# VLookup



## Carolyn S (Mar 15, 2006)

I am a recruiter and I'm looking for someone who has VLookup experience.  I do not understand much about VLookup other than it's using formulas.

My question is, how would I find people who have this skill?  What types of positions are they using it in?

Thanks!


----------



## PaddyD (Mar 15, 2006)

hi - welcome to the board!

Usually, we get posts from candidates who have been told they need excel skills, rather than from the recruiting side, so perhaps a link to one of the more recent threads might help here:

http://www.mrexcel.com/board2/viewtopic.php?t=192883

re the vlookup, simple way (if you don't know it yourself) would be to ask them what the forth argument in vlookup did - if they know, they either know vlookup ('cos they know the answer) or are bright enough to learn how to use it ('cos they understand what an expression's argument is & can remember, despite not knowing vlookup in practise, what the 4th one is!).


----------



## NateO (Mar 15, 2006)

Hello, and welcome to the board. 

It is one of many, many Worksheet Functions, which one might think of as a formula, although, perhaps incorrectly...

Most Excel users that can demonstrate expertise with Worksheet functions will know how to use this particular Worksheet function, which I would classify as a 'general use' Worksheet function, as opposed to IRR(), which is more of a 'niche' (Finance) Worksheet function.

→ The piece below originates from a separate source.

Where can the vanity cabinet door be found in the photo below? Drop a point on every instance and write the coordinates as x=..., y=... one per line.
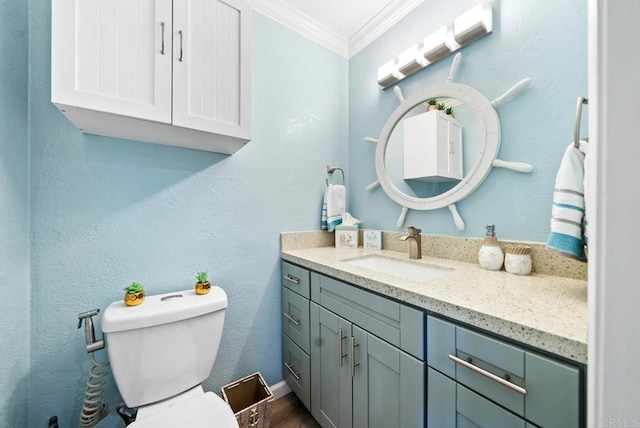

I would think about sitting them down in front of a PC and see if they know how to use it, and can explain it to you. If they can explain how to use it to you:


1) They can articulate a technical concept (good)
2) They know how to use the function
More info on VLookup() can be found here:

http://office.microsoft.com/en-gb/assistance/HP052093351033.aspx

Good luck with your search, Carolyn.


----------



## Carolyn S (Mar 15, 2006)

Thanks guys!  You are already helping in a hurry, and those tips are definitely useful to me 

Thanks for your welcome Nate!


----------



## Carolyn S (Mar 15, 2006)

Yikes and for your welcome too Paddy


----------